La mission diplomatique du ministre Steven Guilbeault en Chine lui aura valu une volée de bois vert.

La décision de se rendre à Pékin était pourtant prudente, responsable, et elle répond aux intérêts stratégiques du Canada.

À écouter les critiques, on jurerait pourtant que le ministre de l’Environnement et du Changement climatique est un grand naïf qui agit comme un amateur.

Avant même son départ, les conservateurs ont été particulièrement cinglants.

À commencer par le député Michael Chong, qui a accusé le gouvernement Trudeau de faire le jeu du régime chinois et de lui permettre, grâce au « bon nom du Canada », d’obtenir « un vernis de respectabilité » sur la question des changements climatiques.

PHOTO FRED THORNHILL, ARCHIVES REUTERS

Le député conservateur Michael Chong

Michael Chong a raison de se méfier de Pékin, on ne le nie pas.

Il a été pris pour cible plus d’une fois au cours des dernières années. Des campagnes d’intimidation et de diffamation orchestrées par le régime chinois ont été menées contre lui, a reconnu le gouvernement fédéral récemment.

En fait, le gouvernement canadien au grand complet doit se méfier de Pékin, on l’a appris à la dure au cours des dernières années. Depuis que les deux Michael ont été faits prisonniers en riposte à l’arrestation de Meng Wanzhou, en 2018, en fait.

Désormais, il est clair que respecter la souveraineté canadienne est loin d’être une priorité pour le régime chinois.

Ça fait d’ailleurs longtemps que le gouvernement Trudeau aurait dû déclencher une enquête publique et indépendante sur l’ingérence chinoise. Nous l’avons soutenu plus d’une fois dans cette section.

Mais la Chine est aussi une grande puissance incontournable.
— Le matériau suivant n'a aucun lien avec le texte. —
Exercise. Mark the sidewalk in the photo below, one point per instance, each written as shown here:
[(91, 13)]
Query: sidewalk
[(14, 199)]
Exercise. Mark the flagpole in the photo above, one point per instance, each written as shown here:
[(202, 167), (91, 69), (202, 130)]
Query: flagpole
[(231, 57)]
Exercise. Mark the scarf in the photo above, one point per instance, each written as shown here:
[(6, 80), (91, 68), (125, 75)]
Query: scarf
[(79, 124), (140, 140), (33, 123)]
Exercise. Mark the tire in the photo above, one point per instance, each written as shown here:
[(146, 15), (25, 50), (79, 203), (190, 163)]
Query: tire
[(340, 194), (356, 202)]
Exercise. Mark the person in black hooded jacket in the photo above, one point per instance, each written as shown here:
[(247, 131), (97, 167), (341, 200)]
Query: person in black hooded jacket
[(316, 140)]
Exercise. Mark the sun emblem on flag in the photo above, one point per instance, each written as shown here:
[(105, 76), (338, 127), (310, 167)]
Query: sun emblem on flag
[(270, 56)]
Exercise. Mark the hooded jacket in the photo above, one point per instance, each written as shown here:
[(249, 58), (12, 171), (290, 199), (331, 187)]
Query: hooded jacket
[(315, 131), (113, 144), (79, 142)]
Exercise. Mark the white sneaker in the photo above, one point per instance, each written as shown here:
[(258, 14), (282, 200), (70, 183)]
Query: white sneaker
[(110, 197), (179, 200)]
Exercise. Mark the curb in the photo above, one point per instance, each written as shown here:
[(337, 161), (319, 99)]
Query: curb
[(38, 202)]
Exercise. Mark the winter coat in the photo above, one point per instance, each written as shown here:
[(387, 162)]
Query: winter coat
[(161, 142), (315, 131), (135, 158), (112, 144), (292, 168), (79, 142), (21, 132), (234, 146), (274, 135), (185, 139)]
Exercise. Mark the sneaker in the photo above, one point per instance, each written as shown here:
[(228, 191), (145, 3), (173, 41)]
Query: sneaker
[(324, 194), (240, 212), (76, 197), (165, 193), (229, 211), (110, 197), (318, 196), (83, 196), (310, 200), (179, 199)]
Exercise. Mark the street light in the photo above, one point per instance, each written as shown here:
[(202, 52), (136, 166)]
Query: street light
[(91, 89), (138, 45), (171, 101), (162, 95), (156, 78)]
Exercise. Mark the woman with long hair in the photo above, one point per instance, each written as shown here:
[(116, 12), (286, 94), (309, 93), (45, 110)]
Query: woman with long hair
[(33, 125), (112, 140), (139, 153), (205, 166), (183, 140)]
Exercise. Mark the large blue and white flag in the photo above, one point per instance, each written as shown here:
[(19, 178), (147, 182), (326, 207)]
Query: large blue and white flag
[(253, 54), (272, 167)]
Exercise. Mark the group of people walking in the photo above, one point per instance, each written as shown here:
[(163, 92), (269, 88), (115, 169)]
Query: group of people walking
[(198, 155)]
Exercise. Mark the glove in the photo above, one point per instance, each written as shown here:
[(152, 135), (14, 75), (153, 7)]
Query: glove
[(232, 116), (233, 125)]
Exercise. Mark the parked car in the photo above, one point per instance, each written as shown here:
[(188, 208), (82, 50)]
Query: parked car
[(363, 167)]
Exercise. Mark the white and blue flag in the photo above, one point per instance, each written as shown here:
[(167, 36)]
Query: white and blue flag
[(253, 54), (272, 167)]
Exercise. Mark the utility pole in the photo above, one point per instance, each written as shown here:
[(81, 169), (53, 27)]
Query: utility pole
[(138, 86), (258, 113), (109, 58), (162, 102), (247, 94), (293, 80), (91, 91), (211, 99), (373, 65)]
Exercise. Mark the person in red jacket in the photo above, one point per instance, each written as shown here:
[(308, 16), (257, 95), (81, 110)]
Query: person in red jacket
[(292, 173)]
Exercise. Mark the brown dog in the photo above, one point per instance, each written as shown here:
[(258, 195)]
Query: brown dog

Décider de couper les ponts avec Pékin, dans les circonstances actuelles, serait plus problématique qu’avantageux.

Il serait donc utile, pour les détracteurs de Steven Guilbeault, de se rappeler qu’on peut mâcher de la gomme et marcher en même temps.

Notre politique à l’égard de la Chine doit être motivée par d’autres besoins que celui d’assouvir notre désir d’affrontement.

Il est non seulement possible, mais préférable, de faire preuve de fermeté et de tenir tête au régime chinois sur certains enjeux, tout en coopérant avec lui sur d’autres.

Cette prémisse est d’ailleurs au cœur de la stratégie du Canada pour l’Indo-Pacifique, dévoilée par la ministre des Affaires étrangères, Mélanie Joly, l’an dernier.

Consultez la stratégie du Canada pour l’Indo-Pacifique

« Dans les domaines de profond désaccord, nous interpellerons la Chine, notamment si elle adopte un comportement coercitif, sur le plan économique ou autre, si elle ignore ses obligations en matière de droits de la personne, ou si elle compromet nos intérêts en matière de sécurité nationale ou ceux de nos partenaires dans la région », y lit-on.

Mais on y précise aussi que :

Parallèlement, la taille et l’influence de la Chine font en sorte qu’il est nécessaire de coopérer pour tenter de trouver des solutions à certains défis existentiels à l’échelle internationale, comme les changements climatiques et la perte de biodiversité, la santé mondiale ainsi que la prolifération nucléaire. Et l’économie chinoise présente des débouchés importants pour les exportateurs canadiens.

Extrait de la stratégie du Canada pour l’Indo-Pacifique

Changements climatiques ? Perte de biodiversité ? C’est exactement ce qui figurait au menu de Steven Guilbeault en Chine.

C’est « par le dialogue » qu’on pourra convaincre Pékin de faire mieux en matière de lutte contre les changements climatiques, selon le ministre.

« Comme c’est par le dialogue qu’on est arrivés à avoir une entente historique à Montréal, à la COP15, qui incluait notamment la Chine et plus de 190 autres pays », a-t-il déclaré dans une entrevue récemment.

Il a raison.

C’est d’autant plus important que la Chine est actuellement le plus grand émetteur de gaz à effet de serre au monde. Le pays est responsable de plus d’un quart des émissions mondiales annuelles.

C’est un travail de longue haleine, bien sûr.

Et ne nous berçons pas d’illusions, par ailleurs : ce sera long avant que les relations entre Ottawa et Pékin ne s’améliorent de façon véritable.

Ce qui est sûr, en revanche, c’est que s’obstiner à adopter une attitude digne d’une guerre froide sur un dossier où la collaboration est de mise serait irresponsable.